Appeals court judges skeptical of plan to end DACA

Demonstrators protest the lack of a deal on DACA (Deferred Action for Childhood Arrivals) outside of Federal Plaza on January 22, 2018 in New York City.   (Photo by Spencer Platt/Getty Images)

Washington (CNN)A three-judge federal appeals panel on Friday expressed skepticism over the Trump administration's reasoning for terminating the Obama-era Deferred Action for Childhood Arrivals program.

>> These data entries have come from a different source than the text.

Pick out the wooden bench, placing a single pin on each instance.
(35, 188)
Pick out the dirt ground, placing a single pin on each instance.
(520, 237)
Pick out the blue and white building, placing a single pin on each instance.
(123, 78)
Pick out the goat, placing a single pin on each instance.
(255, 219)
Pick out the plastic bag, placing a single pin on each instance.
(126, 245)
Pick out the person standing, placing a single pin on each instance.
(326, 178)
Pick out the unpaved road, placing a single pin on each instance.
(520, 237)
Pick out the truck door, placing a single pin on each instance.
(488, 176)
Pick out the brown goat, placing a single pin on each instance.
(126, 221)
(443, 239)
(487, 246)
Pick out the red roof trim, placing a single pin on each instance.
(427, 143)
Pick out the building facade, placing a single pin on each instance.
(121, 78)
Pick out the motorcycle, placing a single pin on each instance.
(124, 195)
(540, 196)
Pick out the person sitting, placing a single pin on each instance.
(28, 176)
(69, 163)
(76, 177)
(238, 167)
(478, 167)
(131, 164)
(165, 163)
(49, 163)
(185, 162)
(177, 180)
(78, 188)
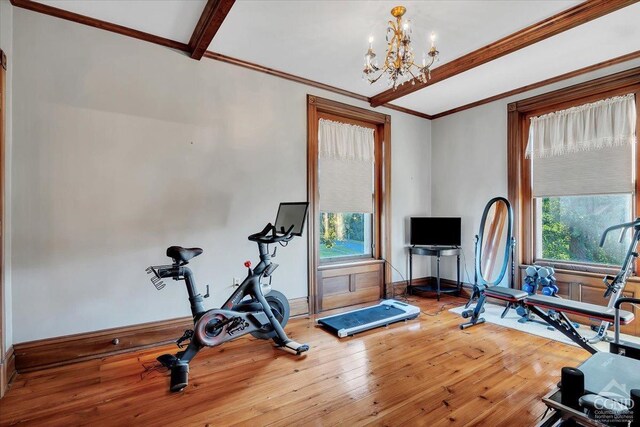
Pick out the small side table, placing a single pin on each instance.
(438, 252)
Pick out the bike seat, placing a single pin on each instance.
(179, 253)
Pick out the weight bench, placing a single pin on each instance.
(552, 310)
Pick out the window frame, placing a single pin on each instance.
(317, 107)
(519, 167)
(376, 218)
(569, 264)
(354, 258)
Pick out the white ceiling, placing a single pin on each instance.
(326, 40)
(613, 35)
(171, 19)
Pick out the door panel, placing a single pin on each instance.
(345, 286)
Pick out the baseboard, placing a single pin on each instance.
(299, 306)
(7, 370)
(51, 352)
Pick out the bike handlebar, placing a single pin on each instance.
(624, 227)
(274, 237)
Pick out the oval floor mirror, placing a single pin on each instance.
(494, 254)
(493, 242)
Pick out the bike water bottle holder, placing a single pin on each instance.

The hearing in the US Court of Appeals for the District of Columbia Circuit centered around the administration's rationale to end DACA, not the legality of the DACA program itself.
"Your starting premise here is respectively wrong," Judge Harry Edwards said to the Justice Department lawyer, urging him to explain how the administration came to the conclusion that DACA should be rescinded.
Judge Thomas Griffith repeatedly said he was "frustrated" with the government's argument, which evolved from initial memos about the legality of the program to factoring in other reasons to end it.
    The plaintiffs in the case include the NAACP, Princeton University and Microsoft.
    Last year, the district court for the District of Columbia blocked the plan to end the program. Judge John Bates called the move "arbitrary and capricious."
    How and why the administration decided to terminate DACA, which shields undocumented immigrants who came to the US as children from deportation and allows them to work legally in the country, has been at the core of the argument.
    In January, the 2nd US Circuit Court of Appeals grappled with what authority the Trump administration has and doesn't have to terminate the program. It has not yet issued a decision. And late last year, the 9th US Circuit Court of Appeals upheld a ruling blocking the phase out.
    The Trump administration announced the end of DACA in September 2017. Then-Attorney General Jeff Sessions argued in a letter to then-Department of Homeland Security Acting Secretary Elaine Duke that the program was created "without proper statutory authority." Duke, citing Sessions' letter, rescinded the program. Protections under that plan would have begun to end March 2018. But the program, while not taking new applicants, has continued to stay in effect as a result of court rulings.
    Last February, District Court Judge Nicholas Garaufis issued a nationwide injunction requiring that the administration continue to allow beneficiaries to apply for renewal, becoming the second federal judge at the time to intervene in the attempt to cease the program.
    On Friday, judges pressed Justice Department attorney Mark Stern about a memo from DHS Secretary Kirstjen Nielsen that was a result of a DC district court ruling to provide further explanation on the program's termination. In it, Nielsen backs Duke's memo and adds that "the DACA policy properly was-and should be-rescinded, for several separate and independently sufficient reasons."
    In his line of questioning, Griffith latched on to the additional reasons Nielsen alluded to in her memo.
    "To look at the attorney general's letter that's all based on law, you look at the Duke memo, that's all based on law. We don't start seeing this argument until the Nielsen memo and that's puzzling to me," Griffith said.
    "It's frustrating to me, why it would take three bites of the apple before the type of reasoning that we've said for a long time needs to be apparent emerges to the floor," he added.
      Some 700,000 recipients are currently enrolled in the DACA program. While recipients have continued to apply for renewal, the number of recipients have dropped, according to the Center for American Progress: from 704,000 in July 2018 to 687,000 as of December 2018.
      The Supreme Court has not said whether it'll take up DACA, providing some reprieve to recipients who can continue to apply for renewal.